Please Don’t Destroy: The Treasure of Foggy Mountain
Will go over well in dorm lounges.
If you’re wondering about the ungainly title of the new comedy film premiering on Peacock, then you’re probably not a sketch comedy aficionado or regular Saturday Night Live viewer. The first part of Please Don’t Destroy: The Treasure of Foggy Mountain refers to the comedy group consisting of 20-somethings Ben Marshall, John Higgins and Martin Herlihy, whose absurdist videos have been a regular feature on SNL for the past couple of years. The second part of the title calls to mind the sort of old-fashioned adventure movies geared toward kids that have inspired this ramshackle spoof reminding you that sketch comedy is best appreciated in small doses. For proof, look no further than such misfires as Kids in the Hall: Brain Candy, It’s Pat, MacGruber and, well, you get the idea.

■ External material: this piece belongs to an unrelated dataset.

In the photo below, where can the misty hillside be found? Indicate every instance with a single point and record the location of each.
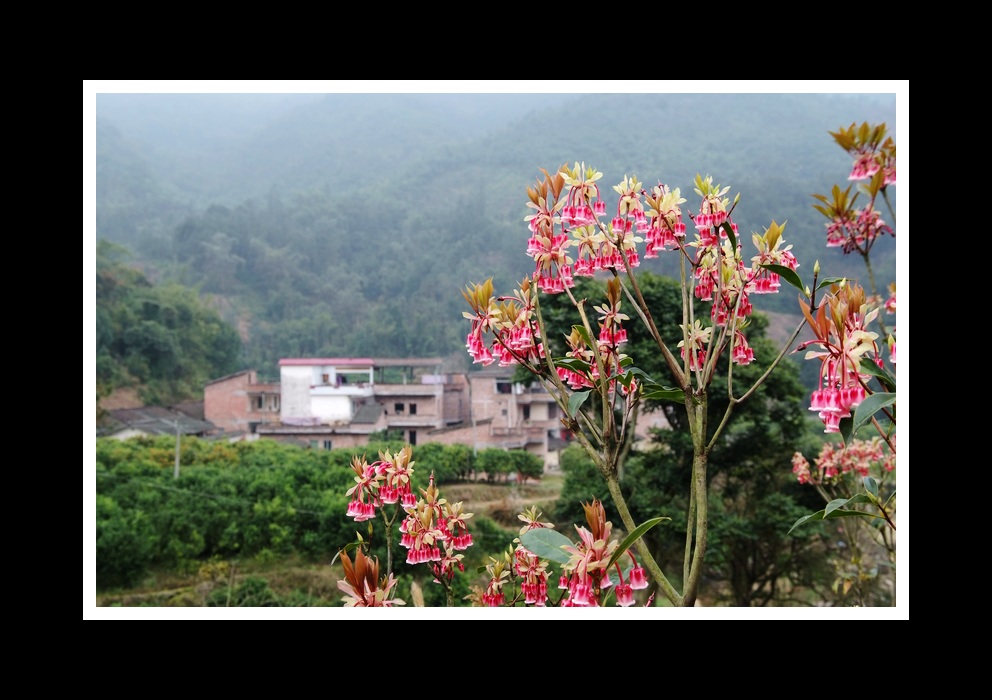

The silly storyline revolves around the overgrown adolescents deciding to attempt to find a golden bust of Marie Antoinette that was stolen many years ago by a “French naval explorer” and hidden on the titular mountain in a state park, with clues left behind for intrepid treasure hunters. We learn this from the film’s familiar-voiced narrator, who introduces himself thusly, “I’m John Goodman, from The Big Lebowski and a ton of other shit.”
While the group’s short SNL videos are often quite amusing, this feature-length venture doesn’t do them any favors. Their slacker, doofus personas lack the charm of Adam Sandler, whose films are an obvious influence (Herlihy’s father, Tim, is a longtime Sandler collaborator), and genuine wit is in short supply. When the trio discover via a clue that they must be “in harmony” to find the treasure, they wind up, what else, breaking into song and dance.
As with many of Sandler’s films, this one features a bizarre celebrity cameo. But the appearance of Gaten Matarazzo from Stranger Things doesn’t pay off in comic terms, and won’t erase anyone’s memories of Bob Barker giving Sandler a vicious beatdown in Happy Gilmore.
The Please Don’t Destroy guys are clearly in tune with their target audience — a slapstick fight sequence is set to the jaunty strains of Peter Bjorn and John’s “Young Folks” — and, humor being all too subjective, many will no doubt find their offbeat antics hilarious. But it will probably help to be young, dumb and baked.